Ce livre est puissant par sa polyvalence. Ne tirez pas sur l'oiseau moqueur surprend car il dépasse le message auquel on pourrait presque le réduire, c'est-à-dire une œuvre engagée extrêmement courageuse pour son époque (même pas la fin des années 60, le tout début !), publiée par une femme, de surcroit blanche et originaire d'une région très ségrégée.
Harper Lee surprend plusieurs fois le lecteur, aussi bien par des passages d'action très bien rythmés, que par des choix dans le récit qui prennent à contrepied ce que l'on pourrait atteindre d'une œuvre américaine. Par exemple, en condamnant (le deuxième héros de l'histoire) Tom Robinson, Harper Lee souligne en quoi la lutte pour les droits civiques est longue, et que ce n'est peut-être pas la décision finale de justice qu'il faut retenir, mais plutôt tous les efforts et les questionnements qui émergent grâce au procès.
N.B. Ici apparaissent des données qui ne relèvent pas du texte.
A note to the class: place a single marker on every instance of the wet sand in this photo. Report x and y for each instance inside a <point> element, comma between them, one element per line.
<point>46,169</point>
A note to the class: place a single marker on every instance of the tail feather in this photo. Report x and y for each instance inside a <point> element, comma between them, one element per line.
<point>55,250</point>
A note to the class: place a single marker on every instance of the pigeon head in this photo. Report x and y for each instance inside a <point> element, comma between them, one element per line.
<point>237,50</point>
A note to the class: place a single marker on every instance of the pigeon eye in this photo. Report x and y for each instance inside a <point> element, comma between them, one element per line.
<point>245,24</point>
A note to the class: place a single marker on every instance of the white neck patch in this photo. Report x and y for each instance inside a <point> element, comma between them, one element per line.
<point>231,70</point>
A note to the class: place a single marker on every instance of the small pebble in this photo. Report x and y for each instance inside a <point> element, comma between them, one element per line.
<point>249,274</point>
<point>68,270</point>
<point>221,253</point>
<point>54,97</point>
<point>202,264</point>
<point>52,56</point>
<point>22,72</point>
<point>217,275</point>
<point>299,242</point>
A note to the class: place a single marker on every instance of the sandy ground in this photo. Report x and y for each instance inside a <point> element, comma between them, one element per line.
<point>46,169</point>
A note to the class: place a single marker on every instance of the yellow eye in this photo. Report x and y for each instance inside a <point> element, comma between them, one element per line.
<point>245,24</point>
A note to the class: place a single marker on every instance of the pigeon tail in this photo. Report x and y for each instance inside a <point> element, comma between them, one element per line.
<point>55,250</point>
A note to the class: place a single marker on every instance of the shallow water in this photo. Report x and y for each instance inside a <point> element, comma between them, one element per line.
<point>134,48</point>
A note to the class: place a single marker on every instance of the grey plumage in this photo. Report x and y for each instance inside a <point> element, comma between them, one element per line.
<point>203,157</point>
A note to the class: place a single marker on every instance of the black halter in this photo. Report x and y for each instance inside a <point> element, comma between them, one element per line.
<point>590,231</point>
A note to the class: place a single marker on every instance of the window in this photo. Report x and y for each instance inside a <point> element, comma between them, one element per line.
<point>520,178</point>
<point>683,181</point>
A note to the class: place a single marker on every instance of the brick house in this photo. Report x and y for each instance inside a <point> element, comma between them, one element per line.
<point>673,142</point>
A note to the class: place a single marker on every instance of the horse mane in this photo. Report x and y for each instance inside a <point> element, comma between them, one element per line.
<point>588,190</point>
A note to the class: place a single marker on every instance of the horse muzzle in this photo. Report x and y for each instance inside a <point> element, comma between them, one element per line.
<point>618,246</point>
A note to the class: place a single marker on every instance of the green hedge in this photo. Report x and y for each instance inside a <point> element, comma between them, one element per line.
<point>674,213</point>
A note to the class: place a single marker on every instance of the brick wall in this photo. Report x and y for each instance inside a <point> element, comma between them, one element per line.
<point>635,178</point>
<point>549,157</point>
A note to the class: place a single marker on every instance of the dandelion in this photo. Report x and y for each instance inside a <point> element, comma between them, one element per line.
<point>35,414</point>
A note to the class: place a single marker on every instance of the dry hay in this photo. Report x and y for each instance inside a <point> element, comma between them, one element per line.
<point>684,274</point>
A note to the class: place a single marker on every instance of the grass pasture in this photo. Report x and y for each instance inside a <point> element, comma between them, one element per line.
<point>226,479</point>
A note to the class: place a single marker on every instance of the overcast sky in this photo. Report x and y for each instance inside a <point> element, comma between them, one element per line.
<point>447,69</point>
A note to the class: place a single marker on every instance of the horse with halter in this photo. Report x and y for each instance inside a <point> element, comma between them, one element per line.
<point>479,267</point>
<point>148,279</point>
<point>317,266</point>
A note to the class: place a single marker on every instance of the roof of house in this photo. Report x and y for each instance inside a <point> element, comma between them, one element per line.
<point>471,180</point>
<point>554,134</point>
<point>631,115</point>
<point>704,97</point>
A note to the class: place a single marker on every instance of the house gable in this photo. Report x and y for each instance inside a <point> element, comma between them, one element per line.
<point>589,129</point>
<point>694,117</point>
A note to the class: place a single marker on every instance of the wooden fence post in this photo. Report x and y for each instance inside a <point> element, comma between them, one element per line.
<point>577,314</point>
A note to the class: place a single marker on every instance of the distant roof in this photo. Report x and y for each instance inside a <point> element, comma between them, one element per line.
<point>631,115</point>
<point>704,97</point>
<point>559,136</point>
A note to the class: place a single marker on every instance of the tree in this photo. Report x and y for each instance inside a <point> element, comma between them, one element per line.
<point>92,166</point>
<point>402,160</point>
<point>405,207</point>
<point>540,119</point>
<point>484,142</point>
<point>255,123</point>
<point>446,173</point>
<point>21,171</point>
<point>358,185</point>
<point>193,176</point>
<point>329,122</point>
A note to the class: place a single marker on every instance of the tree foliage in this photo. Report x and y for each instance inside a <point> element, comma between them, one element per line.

Ensuite, ce roman apporte une légèreté agréable qui le rend très "lisible" en s'assurant de l'inscrire dans une vie d'enfants. Si ce regard apporte une vision naïve mais quasi-objective "version l'Ingénu" sur le racisme et la ségrégation, elle ramène aussi le lecteur dans son enfance, avec des souvenirs tendres que l'on a tous sûrement vécus. L'autrice nous porte grâce à cette nostalgie, et essaime le récit de personnages dont les caractéristiques sont intemporelles.